Mas mesmo a considerar esta reclamação um incidente do inventário, no sentido da admissibilidade da alteração dos meios de prova, a respeito dos artºs 1349 e 1334  (este último remetida para os artºs 302 a 304 daquele código, preceitos aplicáveis aos incidentes da instância), defendeu-se em Ac. do TRG de 04/06/2013[9], que “não se nos oferecem dúvidas de que, em matéria de apresentação das provas, continua a vigora o princípio da preclusão, devendo cada uma das partes, no incidente em causa, juntar o rol de testemunhas e requerer outros meios de prova no requerimento em que se suscite o incidente e na oposição que lhe for deduzida, sob pena de caducidade do direito.

Cumprido aquele ónus processual, já não nos parece que a parte não possa, ainda em tempo oportuno, substituir ou aditar testemunhas ao rol (regularmente) apresentado, em ordem a uma efetiva concretização de alguns dos princípios acima enunciados, sem prejuízo relevante de outros. Se o pode fazer no processo ordinário e também, por via da aplicação do art.º 463º, nº 1, in fine, ao processo sumário e aos processos especiais, porventura até ao processo declarativo sumaríssimo (art.ºs 464º, 794º, nº1 e 795º, nº 2), nada de particular ou específico em matéria de incidentes permite a negação daquele direito.
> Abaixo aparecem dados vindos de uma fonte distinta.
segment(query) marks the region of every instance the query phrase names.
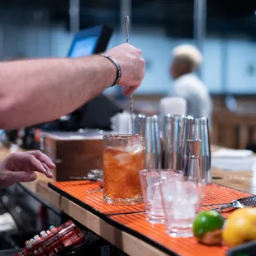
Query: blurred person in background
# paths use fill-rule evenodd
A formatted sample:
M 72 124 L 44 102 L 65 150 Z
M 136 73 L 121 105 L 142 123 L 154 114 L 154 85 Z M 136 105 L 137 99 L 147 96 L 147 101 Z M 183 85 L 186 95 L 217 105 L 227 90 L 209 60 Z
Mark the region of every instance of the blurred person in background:
M 106 55 L 0 63 L 0 129 L 54 121 L 116 83 L 132 93 L 144 78 L 141 50 L 123 44 Z M 36 171 L 52 178 L 54 168 L 40 151 L 11 154 L 0 163 L 0 188 L 34 181 Z
M 211 116 L 211 99 L 207 88 L 194 73 L 202 62 L 202 55 L 193 45 L 181 45 L 173 50 L 171 77 L 174 79 L 169 97 L 187 101 L 187 115 L 195 117 Z

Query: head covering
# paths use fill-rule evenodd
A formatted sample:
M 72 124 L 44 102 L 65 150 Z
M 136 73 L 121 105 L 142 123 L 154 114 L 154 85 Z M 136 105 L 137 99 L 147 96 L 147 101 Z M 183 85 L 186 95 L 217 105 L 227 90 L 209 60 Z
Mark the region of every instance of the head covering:
M 181 45 L 173 50 L 174 60 L 187 61 L 196 69 L 202 62 L 201 52 L 192 45 Z

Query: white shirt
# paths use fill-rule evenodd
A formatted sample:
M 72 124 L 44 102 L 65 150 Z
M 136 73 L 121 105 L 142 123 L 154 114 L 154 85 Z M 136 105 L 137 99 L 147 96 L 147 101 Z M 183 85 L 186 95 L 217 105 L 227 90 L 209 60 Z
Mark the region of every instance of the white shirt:
M 187 101 L 187 115 L 211 117 L 211 99 L 207 88 L 194 73 L 186 73 L 174 81 L 168 96 Z

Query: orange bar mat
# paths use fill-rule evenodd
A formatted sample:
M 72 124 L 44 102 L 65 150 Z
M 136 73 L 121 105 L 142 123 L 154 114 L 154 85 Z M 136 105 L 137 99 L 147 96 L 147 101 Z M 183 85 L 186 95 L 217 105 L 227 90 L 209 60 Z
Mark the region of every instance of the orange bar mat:
M 102 217 L 102 215 L 126 214 L 145 211 L 145 204 L 135 206 L 113 206 L 103 201 L 102 192 L 88 194 L 88 190 L 100 188 L 98 183 L 90 181 L 55 182 L 49 187 L 85 208 Z
M 109 216 L 113 225 L 122 230 L 168 255 L 225 256 L 227 247 L 206 246 L 195 238 L 172 238 L 165 233 L 164 225 L 150 224 L 145 213 Z
M 230 187 L 211 184 L 206 187 L 204 205 L 230 202 L 233 200 L 251 196 Z M 201 211 L 211 207 L 202 207 Z M 234 209 L 221 211 L 228 217 Z M 164 225 L 154 225 L 148 222 L 145 213 L 118 215 L 109 216 L 112 225 L 152 244 L 170 255 L 183 256 L 224 256 L 226 246 L 206 246 L 197 243 L 195 238 L 171 238 L 165 233 Z

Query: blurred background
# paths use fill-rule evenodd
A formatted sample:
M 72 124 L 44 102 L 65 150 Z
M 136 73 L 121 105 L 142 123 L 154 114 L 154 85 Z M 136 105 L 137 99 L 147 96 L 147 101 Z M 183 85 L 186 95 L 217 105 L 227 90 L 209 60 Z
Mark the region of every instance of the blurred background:
M 129 14 L 130 42 L 143 50 L 146 61 L 145 79 L 134 97 L 151 103 L 172 86 L 172 49 L 193 44 L 203 54 L 199 76 L 214 102 L 212 143 L 245 148 L 248 138 L 256 140 L 253 0 L 243 4 L 231 0 L 8 0 L 1 1 L 0 13 L 2 60 L 65 57 L 74 33 L 101 24 L 114 29 L 109 49 L 126 41 L 124 15 Z M 122 98 L 118 87 L 104 93 Z

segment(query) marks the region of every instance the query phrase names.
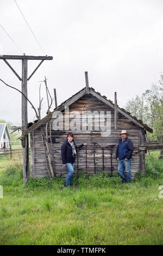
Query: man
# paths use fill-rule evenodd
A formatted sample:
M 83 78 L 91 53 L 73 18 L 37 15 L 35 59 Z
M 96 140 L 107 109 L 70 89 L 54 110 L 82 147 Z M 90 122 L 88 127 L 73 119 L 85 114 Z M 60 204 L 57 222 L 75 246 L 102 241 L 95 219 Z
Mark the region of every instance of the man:
M 73 140 L 73 135 L 72 132 L 68 132 L 67 139 L 61 146 L 61 156 L 63 166 L 67 167 L 68 174 L 66 180 L 66 187 L 70 187 L 71 179 L 74 172 L 74 163 L 77 154 L 76 150 L 83 146 L 86 146 L 86 143 L 83 143 L 77 147 Z
M 116 151 L 116 159 L 118 161 L 118 172 L 122 179 L 122 183 L 131 182 L 131 161 L 133 152 L 133 143 L 127 137 L 127 132 L 125 130 L 121 132 L 121 139 Z M 126 177 L 124 170 L 126 170 Z

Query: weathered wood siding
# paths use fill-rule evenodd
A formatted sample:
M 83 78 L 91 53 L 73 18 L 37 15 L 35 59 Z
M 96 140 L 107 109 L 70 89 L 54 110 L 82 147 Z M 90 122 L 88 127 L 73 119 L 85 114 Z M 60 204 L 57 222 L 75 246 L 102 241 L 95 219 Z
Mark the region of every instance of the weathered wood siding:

As razões que justificam a alteração ou o aditamento ao rol de testemunhas na generalidade das formas de processo encontram a mesma pertinência no processo incidental (uma testemunha que morre ou adoece e não pode deslocar-se a Juízo, outra que tem que viajar e a parte prefere substituí-la, outra ainda importante de que a parte não se lembrou antes do oferecimento do rol, ou que, entretanto, se mostrou conhecedora de factos de grande relevância para a decisão da causa, etc.)”.

Apesar de não concordarmos na íntegra com este entendimento, sem prejuízo da possibilidade de apresentação de prova documental relevante ou de inquirição mesmo oficiosa de pessoas com conhecimento dos factos, na realidade o novo modelo de processo de inventário, ao estabelecer uma verdadeira fase instrutória para definição das questões que possam influir na partilha de bens, afasta-se do modelo incidental existente quer no CPC de 1961, quer no RJPI, não existindo actualmente razões que permitam considerar estarmos perante um incidente deste inventário, a tramitar de acordo com as regras específicas resultantes do artº 1105 do C.P.C. e as aplicáveis aos incidentes (ex vi do artº 1091 do CPC).

Improcede assim este argumento de recurso, considerando-se admissível a alteração do rol de testemunhas oportunamente apresentado, se verificados os demais requisitos previstos no artº 598, nº2 do C.P.C.

Em segundo lugar, alega o recorrente que a reclamante não está em prazo para requerer a alteração ao rol de testemunhas uma vez que fez entrega do formulário via citius, contendo o nome destas testemunhas, apenas em 16/07/2024.

Da tempestividade da pretendida alteração do rol de testemunhas

Resulta expressamente do disposto no artº 598 nº2 do C.P.C. que o rol de testemunhas pode ser alterado ou aditado até 20 dias antes da data em que se realize a audiência final.

O aludido preceito legal reproduz o anterior artigo 512.º-A do CPC de 1961, na versão do DL 180/96, de 25-09, decorrendo desta alteração um regime de prova mais permissivo que o regime de prova anterior que, conforme refere LOPES DO REGO[10], assentava numa “tendencial imutabilidade dos requerimentos probatórios, mesmo nos casos em que decorriam largos meses ou anos entre a indicação das testemunhas e a realização da audiência, considerava-se como excessivamente restritivo, “amarrando”, sem justificação plausível, a parte a provas indicadas com enorme antecedência.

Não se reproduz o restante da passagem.